Isaac was one of the most prolific composers of the time, producing an extraordinarily diverse output, including almost all the forms and styles current at the time; only Lassus, at the end of the 16th century, had a wider overall range. Music composed by Isaac included masses, motets, songs in French, German, and Italian, as well as instrumental music. His best known work may be the song "Innsbruck, ich muss dich lassen", of which he made at least two versions. It is possible, however, that the melody itself is not by Isaac, and only the setting is original. The same melody was later used as the theme for the Lutheran hymn "O Welt, ich muss dich lassen", which was the basis of works by Johann Sebastian Bach, including his St Matthew Passion and Johannes Brahms.

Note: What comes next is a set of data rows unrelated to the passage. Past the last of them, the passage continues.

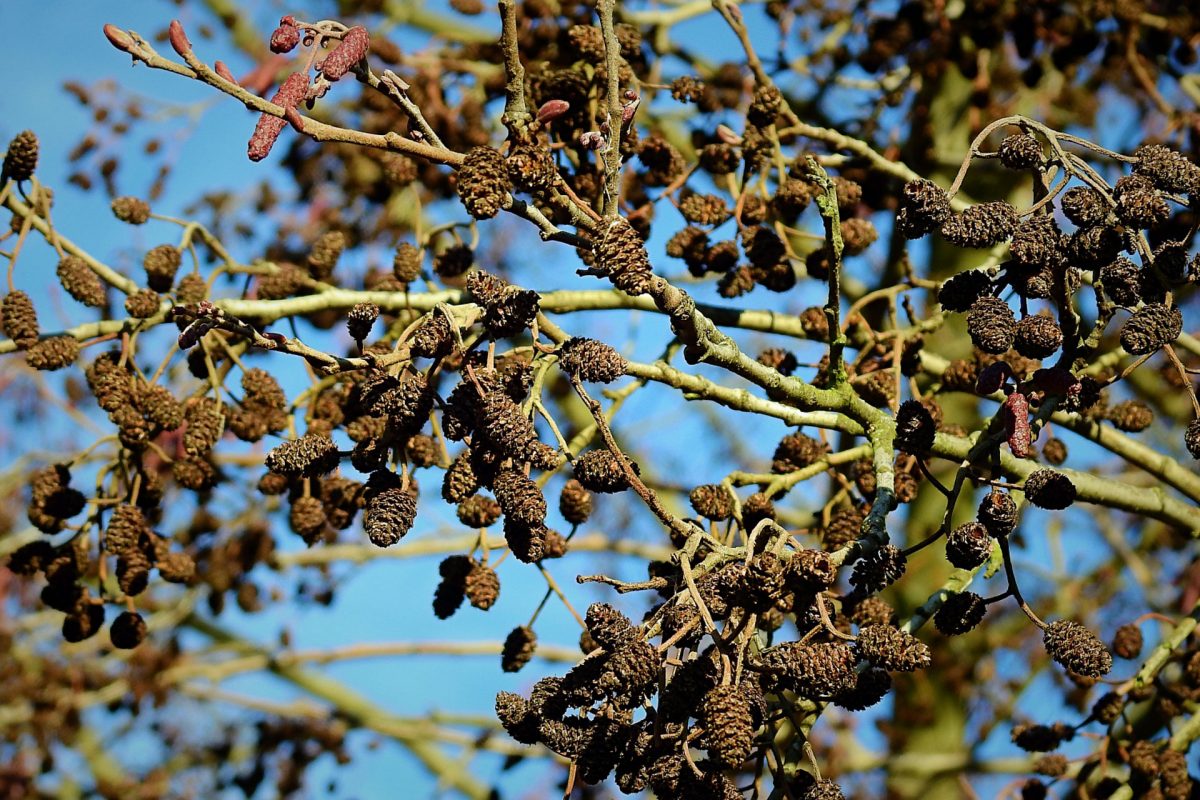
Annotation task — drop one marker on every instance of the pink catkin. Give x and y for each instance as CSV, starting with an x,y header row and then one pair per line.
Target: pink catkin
x,y
355,43
1017,423
269,126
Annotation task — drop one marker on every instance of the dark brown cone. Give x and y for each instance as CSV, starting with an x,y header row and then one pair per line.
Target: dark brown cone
x,y
453,589
310,456
142,304
600,471
21,160
483,587
1050,489
1127,642
81,282
520,498
307,518
127,631
725,714
54,353
991,325
389,516
1151,326
484,182
519,649
324,254
591,360
712,501
892,649
969,546
609,627
479,511
575,503
19,319
1077,649
161,263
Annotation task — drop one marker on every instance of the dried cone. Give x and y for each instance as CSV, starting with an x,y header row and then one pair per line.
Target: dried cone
x,y
483,587
1078,649
591,360
81,282
19,319
484,182
21,161
575,503
519,649
725,714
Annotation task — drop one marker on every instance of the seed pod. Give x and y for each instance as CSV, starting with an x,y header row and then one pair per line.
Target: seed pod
x,y
19,319
1047,488
325,252
127,631
142,304
1020,151
519,649
960,292
712,501
54,353
360,319
1151,326
1017,423
1084,206
353,48
991,325
269,127
1192,438
725,713
967,546
453,589
131,209
880,570
591,360
981,226
1131,416
307,518
81,282
1075,648
915,427
483,587
205,423
1168,169
1037,337
892,649
483,182
161,264
924,206
389,516
621,256
993,378
575,503
960,613
1122,282
21,160
286,36
797,451
310,456
600,471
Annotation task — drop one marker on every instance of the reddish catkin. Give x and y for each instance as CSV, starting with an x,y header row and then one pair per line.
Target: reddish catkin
x,y
269,126
1017,423
355,43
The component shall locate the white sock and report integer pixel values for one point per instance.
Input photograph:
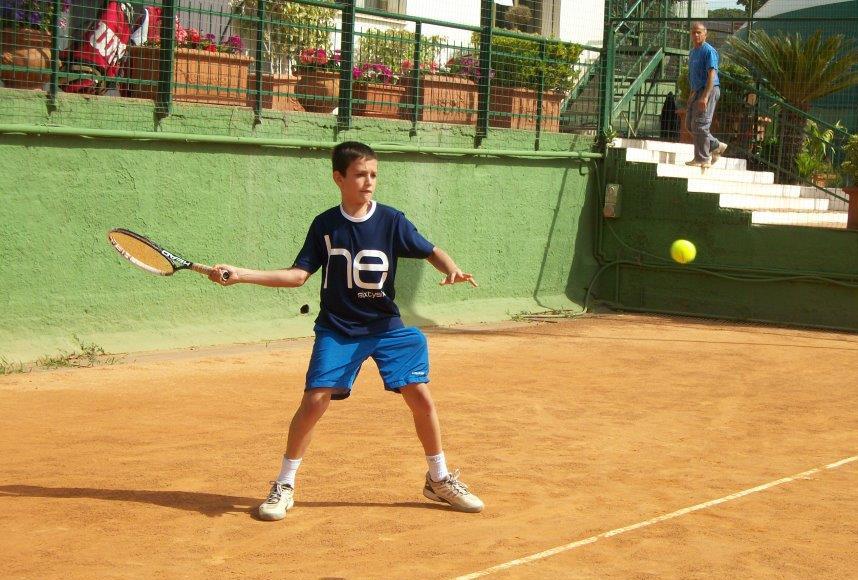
(437, 467)
(288, 471)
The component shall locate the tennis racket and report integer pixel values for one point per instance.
(149, 256)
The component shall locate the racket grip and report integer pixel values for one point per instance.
(206, 270)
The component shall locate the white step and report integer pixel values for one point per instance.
(701, 185)
(688, 172)
(831, 219)
(667, 146)
(834, 203)
(762, 202)
(650, 156)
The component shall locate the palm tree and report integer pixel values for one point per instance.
(799, 71)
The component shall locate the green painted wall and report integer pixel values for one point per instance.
(523, 227)
(789, 275)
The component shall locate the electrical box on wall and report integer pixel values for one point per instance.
(611, 209)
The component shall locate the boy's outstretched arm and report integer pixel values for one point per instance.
(445, 264)
(286, 278)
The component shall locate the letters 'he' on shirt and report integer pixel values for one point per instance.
(358, 258)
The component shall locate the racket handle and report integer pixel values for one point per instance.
(206, 270)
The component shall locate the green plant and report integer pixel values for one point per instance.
(807, 165)
(798, 70)
(518, 16)
(86, 355)
(849, 167)
(34, 14)
(289, 28)
(395, 49)
(516, 62)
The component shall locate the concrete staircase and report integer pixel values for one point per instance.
(770, 203)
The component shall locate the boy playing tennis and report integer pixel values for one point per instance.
(357, 244)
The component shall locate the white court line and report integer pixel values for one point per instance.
(655, 520)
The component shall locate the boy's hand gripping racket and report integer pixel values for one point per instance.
(149, 256)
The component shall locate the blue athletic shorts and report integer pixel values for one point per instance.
(402, 356)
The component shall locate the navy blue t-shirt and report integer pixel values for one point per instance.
(700, 60)
(358, 260)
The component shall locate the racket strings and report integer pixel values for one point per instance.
(141, 253)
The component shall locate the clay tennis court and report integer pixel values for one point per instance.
(151, 468)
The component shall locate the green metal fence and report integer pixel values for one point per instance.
(789, 88)
(277, 60)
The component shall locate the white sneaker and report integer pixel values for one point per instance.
(452, 492)
(280, 500)
(719, 151)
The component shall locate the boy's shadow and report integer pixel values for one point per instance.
(208, 504)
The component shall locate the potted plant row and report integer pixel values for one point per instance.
(518, 71)
(296, 45)
(204, 70)
(25, 42)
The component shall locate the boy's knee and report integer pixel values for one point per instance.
(316, 401)
(419, 398)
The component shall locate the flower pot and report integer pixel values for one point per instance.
(379, 100)
(852, 217)
(517, 109)
(25, 48)
(448, 99)
(199, 76)
(278, 92)
(318, 90)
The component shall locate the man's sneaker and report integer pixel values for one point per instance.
(280, 499)
(716, 155)
(453, 492)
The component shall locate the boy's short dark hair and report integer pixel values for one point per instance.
(347, 152)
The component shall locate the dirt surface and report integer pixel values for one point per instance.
(152, 468)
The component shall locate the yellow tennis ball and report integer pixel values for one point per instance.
(683, 251)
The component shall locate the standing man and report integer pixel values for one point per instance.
(703, 96)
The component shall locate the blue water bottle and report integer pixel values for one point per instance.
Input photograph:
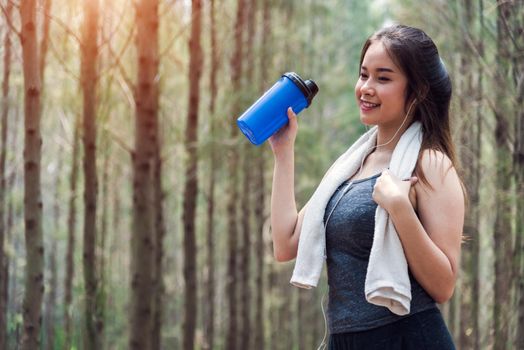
(269, 113)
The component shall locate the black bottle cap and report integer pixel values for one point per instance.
(308, 87)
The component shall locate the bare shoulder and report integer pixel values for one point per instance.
(439, 171)
(441, 204)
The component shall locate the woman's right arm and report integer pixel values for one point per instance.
(285, 221)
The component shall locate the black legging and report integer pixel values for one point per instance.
(425, 330)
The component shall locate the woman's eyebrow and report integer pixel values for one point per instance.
(380, 69)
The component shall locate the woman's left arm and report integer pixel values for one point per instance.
(431, 240)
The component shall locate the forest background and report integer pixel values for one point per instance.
(133, 214)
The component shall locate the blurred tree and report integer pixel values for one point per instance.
(209, 306)
(191, 179)
(502, 233)
(4, 262)
(89, 80)
(144, 165)
(34, 288)
(71, 239)
(232, 338)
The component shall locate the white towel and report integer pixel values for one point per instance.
(387, 280)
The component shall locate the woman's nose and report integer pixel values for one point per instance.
(367, 88)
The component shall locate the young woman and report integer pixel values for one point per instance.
(402, 80)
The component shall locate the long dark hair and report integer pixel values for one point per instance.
(429, 85)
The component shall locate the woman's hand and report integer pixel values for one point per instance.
(284, 139)
(391, 191)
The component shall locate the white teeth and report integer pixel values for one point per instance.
(369, 104)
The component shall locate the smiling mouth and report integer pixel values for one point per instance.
(368, 105)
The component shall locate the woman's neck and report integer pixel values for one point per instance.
(388, 136)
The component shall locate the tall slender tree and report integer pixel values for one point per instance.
(502, 234)
(209, 307)
(191, 183)
(34, 287)
(89, 78)
(51, 294)
(259, 324)
(246, 197)
(144, 159)
(232, 278)
(4, 263)
(470, 159)
(71, 238)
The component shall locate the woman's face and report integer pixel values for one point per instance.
(381, 88)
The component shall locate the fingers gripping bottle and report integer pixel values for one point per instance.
(269, 113)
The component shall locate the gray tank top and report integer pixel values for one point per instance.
(349, 236)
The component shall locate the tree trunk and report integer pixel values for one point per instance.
(34, 287)
(519, 172)
(144, 160)
(50, 303)
(45, 37)
(102, 261)
(4, 263)
(245, 212)
(71, 226)
(159, 254)
(502, 234)
(209, 307)
(236, 71)
(260, 190)
(470, 157)
(191, 179)
(89, 78)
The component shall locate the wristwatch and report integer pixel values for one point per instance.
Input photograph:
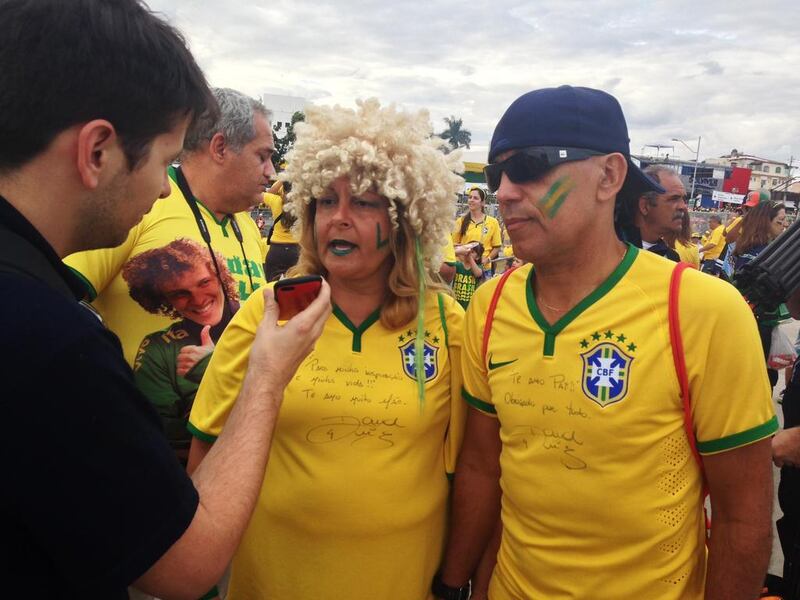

Of his settings of the ordinary of the mass, 36 survive; others are believed to have been lost. Numerous individual movements of masses survive as well. But it is composition of music for the Proper of the Mass – the portion of the liturgy which changed on different days, unlike the ordinary, which remained constant – which gave him his greatest fame. The huge cycle of motets which he wrote for the mass Proper, the Choralis Constantinus, and which he left incomplete at his death, would have supplied music for 100 separate days of the year.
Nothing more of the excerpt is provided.